Once initial introductions had been made, graduate student Shipra Malik quickly came on board. Malik is a Ph.D. student in Bahal’s lab. She earned her Bachelor’s of Pharmacy and Master’s of Pharmacy in Pharmaceutics from the University of Delhi, India and began her Ph.D. studies at UConn in 2018. Her research work is focused on developing antisense therapy based on nanotechnology for targeting tumors.

“Exploring nanodiscs for delivery of PNA was really intriguing,” she says. “I was developing PLGA, an FDA approved polymer-based nanoparticle for PNA delivery in tumor cells.  Armin was developing a completely different delivery system which had not yet been explored for PNAs. He was enthusiastic and being from different backgrounds, we were able to bring together our expertise making the research more impactful.

“One of the highlights of the Nanoscale paper is that Armin was working on the formulation and characterization of nanodiscs while my focus was on biological endpoint analysis where I was evaluating the efficacy of this new nanoplatform for PNA delivery.”

Bahal says that the collaboration has been rewarding in many ways. “We are living in an era of precision medicine. Interdisciplinary collaborations are imperative in solving some key issues related to drug delivery for the success of precision medicine.”

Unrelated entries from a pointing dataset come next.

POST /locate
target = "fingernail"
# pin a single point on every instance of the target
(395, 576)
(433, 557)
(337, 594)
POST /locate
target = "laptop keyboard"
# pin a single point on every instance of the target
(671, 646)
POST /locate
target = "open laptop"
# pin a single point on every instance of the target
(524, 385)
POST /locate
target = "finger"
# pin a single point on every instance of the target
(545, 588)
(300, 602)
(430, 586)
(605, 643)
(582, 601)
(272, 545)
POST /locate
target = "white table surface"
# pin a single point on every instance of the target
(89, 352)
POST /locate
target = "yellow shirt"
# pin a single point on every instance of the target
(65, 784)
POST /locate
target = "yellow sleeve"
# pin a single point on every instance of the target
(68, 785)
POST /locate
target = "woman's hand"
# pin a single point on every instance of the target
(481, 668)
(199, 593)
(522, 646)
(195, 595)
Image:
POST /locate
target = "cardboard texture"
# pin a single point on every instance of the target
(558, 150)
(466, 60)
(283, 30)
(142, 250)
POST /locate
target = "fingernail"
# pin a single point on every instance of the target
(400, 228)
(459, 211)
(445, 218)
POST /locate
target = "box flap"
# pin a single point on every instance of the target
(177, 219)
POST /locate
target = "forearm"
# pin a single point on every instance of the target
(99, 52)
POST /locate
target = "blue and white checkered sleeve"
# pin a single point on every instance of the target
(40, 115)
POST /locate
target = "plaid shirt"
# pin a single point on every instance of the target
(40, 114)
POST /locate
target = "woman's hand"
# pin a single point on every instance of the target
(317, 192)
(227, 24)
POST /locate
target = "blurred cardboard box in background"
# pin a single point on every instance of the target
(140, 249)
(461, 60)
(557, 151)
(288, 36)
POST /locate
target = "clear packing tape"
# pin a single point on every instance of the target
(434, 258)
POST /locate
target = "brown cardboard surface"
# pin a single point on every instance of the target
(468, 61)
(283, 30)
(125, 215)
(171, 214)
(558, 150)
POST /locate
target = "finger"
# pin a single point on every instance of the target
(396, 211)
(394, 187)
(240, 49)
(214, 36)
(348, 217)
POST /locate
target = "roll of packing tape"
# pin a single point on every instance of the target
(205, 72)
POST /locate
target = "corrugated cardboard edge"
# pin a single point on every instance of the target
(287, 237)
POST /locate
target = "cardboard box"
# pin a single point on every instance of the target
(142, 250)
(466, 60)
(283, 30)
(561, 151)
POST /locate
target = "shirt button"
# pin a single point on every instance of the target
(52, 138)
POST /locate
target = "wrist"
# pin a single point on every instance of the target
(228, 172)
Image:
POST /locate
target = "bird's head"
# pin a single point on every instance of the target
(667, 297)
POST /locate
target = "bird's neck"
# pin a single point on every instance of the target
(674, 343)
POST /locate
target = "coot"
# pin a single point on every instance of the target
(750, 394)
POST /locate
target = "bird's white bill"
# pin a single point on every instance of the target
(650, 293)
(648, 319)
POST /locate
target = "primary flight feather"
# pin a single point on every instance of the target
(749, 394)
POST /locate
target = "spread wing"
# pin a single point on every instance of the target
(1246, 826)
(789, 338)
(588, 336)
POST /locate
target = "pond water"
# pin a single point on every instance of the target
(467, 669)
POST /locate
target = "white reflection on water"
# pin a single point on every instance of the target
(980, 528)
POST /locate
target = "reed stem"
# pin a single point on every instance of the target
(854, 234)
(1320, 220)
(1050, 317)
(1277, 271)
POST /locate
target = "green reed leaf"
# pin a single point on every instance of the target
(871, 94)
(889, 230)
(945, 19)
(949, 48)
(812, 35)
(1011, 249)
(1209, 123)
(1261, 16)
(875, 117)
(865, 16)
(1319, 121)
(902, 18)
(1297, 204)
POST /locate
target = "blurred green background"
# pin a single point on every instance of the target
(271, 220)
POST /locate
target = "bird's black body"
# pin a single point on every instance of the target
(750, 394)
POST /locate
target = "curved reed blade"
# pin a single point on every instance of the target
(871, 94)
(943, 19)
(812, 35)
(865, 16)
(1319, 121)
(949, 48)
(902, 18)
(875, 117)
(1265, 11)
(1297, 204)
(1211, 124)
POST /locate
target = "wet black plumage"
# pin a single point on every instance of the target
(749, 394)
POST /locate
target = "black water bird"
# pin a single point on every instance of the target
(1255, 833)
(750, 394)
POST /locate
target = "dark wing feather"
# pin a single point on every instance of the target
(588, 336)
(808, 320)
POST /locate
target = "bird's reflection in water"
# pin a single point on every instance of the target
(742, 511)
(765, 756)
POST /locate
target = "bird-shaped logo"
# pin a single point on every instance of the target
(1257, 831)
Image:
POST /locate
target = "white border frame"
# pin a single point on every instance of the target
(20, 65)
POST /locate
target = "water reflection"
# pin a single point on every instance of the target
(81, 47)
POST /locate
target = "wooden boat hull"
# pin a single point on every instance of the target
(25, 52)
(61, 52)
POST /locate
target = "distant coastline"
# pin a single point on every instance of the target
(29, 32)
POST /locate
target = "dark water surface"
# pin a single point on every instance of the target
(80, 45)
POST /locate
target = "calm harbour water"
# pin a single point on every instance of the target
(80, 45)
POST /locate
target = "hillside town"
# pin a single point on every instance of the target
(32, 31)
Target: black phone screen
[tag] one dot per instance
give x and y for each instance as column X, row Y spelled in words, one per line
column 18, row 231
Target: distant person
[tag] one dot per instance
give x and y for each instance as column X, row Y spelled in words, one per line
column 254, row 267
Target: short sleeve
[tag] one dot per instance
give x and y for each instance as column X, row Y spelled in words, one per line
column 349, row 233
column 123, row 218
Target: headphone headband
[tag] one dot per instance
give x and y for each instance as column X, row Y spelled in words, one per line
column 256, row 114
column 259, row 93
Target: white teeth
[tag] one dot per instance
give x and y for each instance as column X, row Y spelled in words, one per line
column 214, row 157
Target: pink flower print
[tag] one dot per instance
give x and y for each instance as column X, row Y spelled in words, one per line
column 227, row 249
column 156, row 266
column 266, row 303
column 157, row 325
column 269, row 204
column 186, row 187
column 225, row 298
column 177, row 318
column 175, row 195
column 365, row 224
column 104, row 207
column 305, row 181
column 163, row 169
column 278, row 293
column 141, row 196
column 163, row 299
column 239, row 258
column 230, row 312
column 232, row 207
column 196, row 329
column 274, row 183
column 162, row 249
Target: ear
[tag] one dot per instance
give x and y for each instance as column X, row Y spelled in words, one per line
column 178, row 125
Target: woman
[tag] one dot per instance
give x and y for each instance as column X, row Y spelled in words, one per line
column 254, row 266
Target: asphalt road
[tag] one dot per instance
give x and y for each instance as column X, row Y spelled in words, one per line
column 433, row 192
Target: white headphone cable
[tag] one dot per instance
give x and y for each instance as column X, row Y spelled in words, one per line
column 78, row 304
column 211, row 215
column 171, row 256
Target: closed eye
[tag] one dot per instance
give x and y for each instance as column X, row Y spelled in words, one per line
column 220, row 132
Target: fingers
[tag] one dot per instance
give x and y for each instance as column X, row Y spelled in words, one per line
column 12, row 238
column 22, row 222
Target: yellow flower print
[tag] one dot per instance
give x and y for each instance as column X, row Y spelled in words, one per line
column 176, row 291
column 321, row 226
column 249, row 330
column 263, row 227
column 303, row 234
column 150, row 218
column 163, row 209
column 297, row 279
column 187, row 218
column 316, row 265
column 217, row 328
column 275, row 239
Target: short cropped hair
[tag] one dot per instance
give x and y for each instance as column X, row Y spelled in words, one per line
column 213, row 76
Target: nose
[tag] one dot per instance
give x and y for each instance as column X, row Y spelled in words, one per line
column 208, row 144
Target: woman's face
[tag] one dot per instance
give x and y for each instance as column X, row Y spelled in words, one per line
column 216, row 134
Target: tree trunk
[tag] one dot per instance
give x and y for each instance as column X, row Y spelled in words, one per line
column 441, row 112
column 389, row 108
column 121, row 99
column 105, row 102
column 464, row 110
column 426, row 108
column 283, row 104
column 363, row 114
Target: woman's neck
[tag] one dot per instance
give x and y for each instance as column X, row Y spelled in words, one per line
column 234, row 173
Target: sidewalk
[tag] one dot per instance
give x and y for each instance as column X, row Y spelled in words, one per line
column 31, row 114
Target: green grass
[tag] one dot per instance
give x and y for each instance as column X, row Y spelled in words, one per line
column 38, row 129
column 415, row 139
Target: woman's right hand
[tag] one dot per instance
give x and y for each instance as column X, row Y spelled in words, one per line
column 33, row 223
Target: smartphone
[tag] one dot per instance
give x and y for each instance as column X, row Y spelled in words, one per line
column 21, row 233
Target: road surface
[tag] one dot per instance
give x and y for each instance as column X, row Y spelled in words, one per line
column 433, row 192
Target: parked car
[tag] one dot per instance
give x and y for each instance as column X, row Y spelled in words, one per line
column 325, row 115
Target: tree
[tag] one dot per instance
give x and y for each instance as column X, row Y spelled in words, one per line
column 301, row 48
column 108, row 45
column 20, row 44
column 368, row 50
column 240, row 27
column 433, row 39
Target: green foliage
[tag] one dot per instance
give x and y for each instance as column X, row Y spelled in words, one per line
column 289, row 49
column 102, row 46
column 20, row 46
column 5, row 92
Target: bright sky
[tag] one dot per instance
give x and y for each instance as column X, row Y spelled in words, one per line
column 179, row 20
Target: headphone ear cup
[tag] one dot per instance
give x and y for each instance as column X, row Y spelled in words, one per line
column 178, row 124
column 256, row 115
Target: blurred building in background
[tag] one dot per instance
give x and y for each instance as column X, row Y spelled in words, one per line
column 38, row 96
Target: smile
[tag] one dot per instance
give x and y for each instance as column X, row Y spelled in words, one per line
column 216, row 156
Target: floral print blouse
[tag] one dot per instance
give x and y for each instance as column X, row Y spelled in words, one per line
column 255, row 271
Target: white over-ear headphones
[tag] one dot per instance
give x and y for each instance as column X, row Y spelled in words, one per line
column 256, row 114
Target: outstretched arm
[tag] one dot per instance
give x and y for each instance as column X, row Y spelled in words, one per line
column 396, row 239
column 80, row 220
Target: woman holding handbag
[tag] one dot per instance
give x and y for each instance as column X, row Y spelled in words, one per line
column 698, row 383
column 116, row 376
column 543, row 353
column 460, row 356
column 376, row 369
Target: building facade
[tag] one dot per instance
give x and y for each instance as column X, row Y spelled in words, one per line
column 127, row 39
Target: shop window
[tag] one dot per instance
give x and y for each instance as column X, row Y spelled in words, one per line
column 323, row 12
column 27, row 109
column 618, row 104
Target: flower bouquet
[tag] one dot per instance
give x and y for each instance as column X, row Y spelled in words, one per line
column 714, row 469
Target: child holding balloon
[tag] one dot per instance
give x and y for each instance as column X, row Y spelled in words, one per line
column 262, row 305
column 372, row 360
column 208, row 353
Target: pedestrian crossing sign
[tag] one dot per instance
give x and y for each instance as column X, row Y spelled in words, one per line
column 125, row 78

He adds, “Our next step is to work on pre-clinical studies to assess the efficacy of these nanodiscs in conjunction with PNA technology.”

As for his part, Nieh is equally enthusiastic. He says, “Our research group has been conducting fundamental research to investigate the formation mechanism and stability of self-assembling lipid nanodiscs for more than ten years. We understand some important parameters that harness the system, but there is still a large area for us to explore. It is a rewarding experience to see our efforts in basic science, in collaboration with Raman’s group, leading to a potential platform for cancer treatment.”

Nieh further explains that the nanodisc under study can be incorporated with other amphiphilic or hydrophobic species through one-pot synthesis [a strategy to improve the efficiency of a chemical reaction] that can be easily manufactured on an industrial scale. “Our ultimate goal,” he says, “is to create a reliable, generalized system for delivering nanodisc carriers to cells.”

Funding for this research was made possible, in part, through a program called the START Preliminary Proof-Of-Concept Fund that supports the preliminary validation of early stage technologies that have possible commercial potential. The money behind START comes from a generous grant provided by the CT Next Higher Education Fund and is administered through UConn’s Office of the Vice President for Research.